A couple of days ago, at dusk, we were buzzed twice by a helicopter that was flying so low over Grillou that I thought it was going to land in the willow garden. It's not unusual to see helicopters around here: they have myriad uses in the mountains, from delivering telegraph poles and pylons to dropping food supplies for shepherds and refuge huts to attending accidents to taking aeriel pictures.

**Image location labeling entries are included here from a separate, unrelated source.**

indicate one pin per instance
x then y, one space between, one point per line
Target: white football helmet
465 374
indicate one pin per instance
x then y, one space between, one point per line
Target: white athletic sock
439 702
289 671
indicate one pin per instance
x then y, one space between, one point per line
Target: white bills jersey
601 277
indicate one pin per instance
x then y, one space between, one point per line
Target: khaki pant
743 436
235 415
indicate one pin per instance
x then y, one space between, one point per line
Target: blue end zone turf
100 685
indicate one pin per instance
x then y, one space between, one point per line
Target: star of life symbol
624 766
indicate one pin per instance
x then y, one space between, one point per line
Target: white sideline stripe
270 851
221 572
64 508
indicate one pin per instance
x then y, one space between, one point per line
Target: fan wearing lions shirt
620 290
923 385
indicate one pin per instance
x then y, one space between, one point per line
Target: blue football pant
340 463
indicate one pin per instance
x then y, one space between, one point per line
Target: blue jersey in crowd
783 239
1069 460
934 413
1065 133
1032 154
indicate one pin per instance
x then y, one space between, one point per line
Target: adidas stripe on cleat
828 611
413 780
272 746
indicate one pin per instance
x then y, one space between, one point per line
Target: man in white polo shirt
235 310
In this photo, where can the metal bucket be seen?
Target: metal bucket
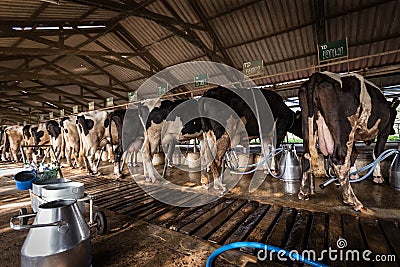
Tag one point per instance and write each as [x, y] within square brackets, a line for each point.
[290, 165]
[59, 236]
[394, 177]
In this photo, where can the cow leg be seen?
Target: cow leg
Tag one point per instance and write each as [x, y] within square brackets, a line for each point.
[222, 145]
[147, 157]
[117, 162]
[207, 152]
[349, 197]
[353, 168]
[307, 171]
[168, 158]
[379, 147]
[14, 154]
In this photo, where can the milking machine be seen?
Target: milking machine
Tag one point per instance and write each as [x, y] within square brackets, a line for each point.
[394, 176]
[289, 164]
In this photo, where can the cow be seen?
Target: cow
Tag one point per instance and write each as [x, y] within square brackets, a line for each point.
[56, 138]
[13, 135]
[218, 138]
[72, 141]
[163, 126]
[336, 112]
[133, 136]
[4, 144]
[92, 127]
[39, 137]
[116, 118]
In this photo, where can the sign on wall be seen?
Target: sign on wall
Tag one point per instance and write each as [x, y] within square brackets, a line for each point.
[255, 67]
[332, 50]
[110, 101]
[162, 88]
[91, 105]
[201, 80]
[132, 96]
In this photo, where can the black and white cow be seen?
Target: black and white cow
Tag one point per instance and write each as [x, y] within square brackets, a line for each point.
[72, 141]
[165, 126]
[39, 137]
[12, 135]
[116, 119]
[217, 139]
[133, 136]
[56, 138]
[92, 127]
[336, 112]
[4, 144]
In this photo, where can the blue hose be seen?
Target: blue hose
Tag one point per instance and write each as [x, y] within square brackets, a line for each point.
[385, 154]
[260, 246]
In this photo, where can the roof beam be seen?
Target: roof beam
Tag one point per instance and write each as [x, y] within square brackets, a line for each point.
[7, 51]
[200, 14]
[137, 10]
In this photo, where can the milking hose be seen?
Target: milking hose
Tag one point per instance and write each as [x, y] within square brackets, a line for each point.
[385, 154]
[264, 247]
[257, 165]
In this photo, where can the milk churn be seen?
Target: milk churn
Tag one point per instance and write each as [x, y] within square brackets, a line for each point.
[59, 236]
[289, 165]
[394, 177]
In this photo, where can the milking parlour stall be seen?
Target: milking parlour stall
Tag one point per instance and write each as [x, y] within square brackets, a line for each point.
[199, 133]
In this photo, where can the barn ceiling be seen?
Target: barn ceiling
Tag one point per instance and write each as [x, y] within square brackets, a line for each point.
[58, 54]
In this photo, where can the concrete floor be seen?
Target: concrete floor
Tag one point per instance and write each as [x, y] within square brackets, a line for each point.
[380, 201]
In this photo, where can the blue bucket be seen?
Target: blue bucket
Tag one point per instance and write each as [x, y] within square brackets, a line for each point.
[24, 179]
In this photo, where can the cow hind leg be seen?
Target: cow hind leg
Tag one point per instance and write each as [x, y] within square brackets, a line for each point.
[379, 147]
[217, 169]
[304, 192]
[353, 168]
[349, 198]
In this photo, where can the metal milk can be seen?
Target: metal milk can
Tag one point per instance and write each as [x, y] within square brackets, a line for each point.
[289, 165]
[394, 176]
[59, 236]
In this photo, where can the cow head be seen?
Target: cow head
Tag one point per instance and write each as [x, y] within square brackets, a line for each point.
[53, 128]
[192, 127]
[296, 127]
[25, 131]
[85, 124]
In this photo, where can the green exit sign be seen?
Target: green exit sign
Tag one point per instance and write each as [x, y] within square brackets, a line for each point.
[332, 50]
[252, 68]
[132, 96]
[109, 101]
[162, 89]
[201, 80]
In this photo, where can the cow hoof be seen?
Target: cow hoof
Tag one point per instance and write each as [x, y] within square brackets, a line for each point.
[118, 176]
[354, 177]
[303, 196]
[359, 207]
[378, 180]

Our neighbour tells me that the gendarmes also use them regularly to check out isolated houses for cannabis farming; this, I assumed, was the explanation, although I didn't really see why they had to get so close I could count the hairs growing out of the pilot's nose.
The next morning, returning from an early morning dash to the brico shop for woodworking supplies, I encountered three soldiers in the village, all dressed in commando-type gear, one crouching behind the kids' swings, the others behind the little hut that passes for the telephone exchange, pointing their weapons at the Mairie. This, I must point out here, is pas normale. However, nobody seemed perturbed, and the aînés who spend all day sitting outside their houses were just ... sitting outside their houses. As we didn't seem to be in the middle of an invasion, I drove on.

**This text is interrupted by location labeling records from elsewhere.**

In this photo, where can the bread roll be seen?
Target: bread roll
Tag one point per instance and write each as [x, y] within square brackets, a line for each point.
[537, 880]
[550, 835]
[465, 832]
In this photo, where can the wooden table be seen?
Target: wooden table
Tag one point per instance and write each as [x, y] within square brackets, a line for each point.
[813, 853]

The next day, I discovered that the Ariège was hosting a big military exercise involving students of an elite officer training school in Brittany alongside officers from a couple of local regiments and the Foreign Legion: 250 in total. The trainee officers had been divided into two units: one group were the renegades, whose task was to make their way, in small groups and under cover, from Lavelanet in the east of the department right across to St Girons, from where they could cross the Pyrénées into safety. They were encouraged to undertake a sabotage operation or two en route, of course, and to enlist the help of local residents wherever possible. The other unit had the job of apprehending the renegades before they could either reach St Girons or blow up any pylons or bridges.
Bit of a familiar feel to all of this, non? (Well, okay, maybe there isn't unless you live, as I do, in an area that was at the heart of Resistance action during the Second World War). But the irony was clearly not lost on the militaires, who named their exercise Opération O'Leary.
Pat O'Leary was the cover name of the Belgian Major-General Albert Guerisse, who ran one of the biggest and most successful escape lines during the war: the O'Leary line. The O'Leary line started out leading escapees towards Marseilles, but as time went on many of those helped by the O'Leary network were routed down through central France, through Toulouse and into Ariège. Escapees were passed from one member of the Resistance to another, each one of whom formed a link in a vast, secret but highly organised human chain that sheltered, fed and clothed the escapees on their journey towards the Pyrénées and into Spain. St Girons was the gathering point at the end of the O'Leary line: people would be hidden in secret collecting areas and formed into groups ready for a night-time ascent over some of the most difficult terrain in the mountains: La Chemin de la Liberté. The journey could take several days, and escapees were often ill-prepared for the extreme icy temperatures and the sheer difficulty of the trek - hard enough in daylight, but treacherous in complete darkness. Perilous ledges, steep ravines and mountain peaks stood between them and safety in Spain, and the mountain guides who sheltered and led the escapees across the mountains did so at great risk to themselves and their families. According to official statistics, 782 people escaped over the mountain peaks between 1940 and 1944; in reality there were undoubtedly many more than that. Today, St Girons hosts an association and a (fascinating) museum dedicated to the Chemin, there's a commemorative walk every July, and Le Chemin de la Liberté itself is a waymarked path..
I sometimes wonder if Grillou was used as a safe house; whether escapees were hidden in the greniers before their final push over the border into Spain. I'd like to think it was, but it's hard to find a tactful way of finding out. Rimont is still, after more than 60 years, a village split between collaborating and resisting families. Because of its unique history, the old wounds run deep, even after all this time and through several new generations. Although we've met two daughters of the family that farmed Grillou at the time, I've no idea on which 'side of the fence' the family lay. And just how does someone like me - foreign, incomer, and pacifist - find the words to ask someone whose family has had roots in Rimont for generations whether they collaborated or resisted?
1 comment:
Great post!
Well, being Spanish makes your entry today familiar. We have the same thing going on with the Civil War.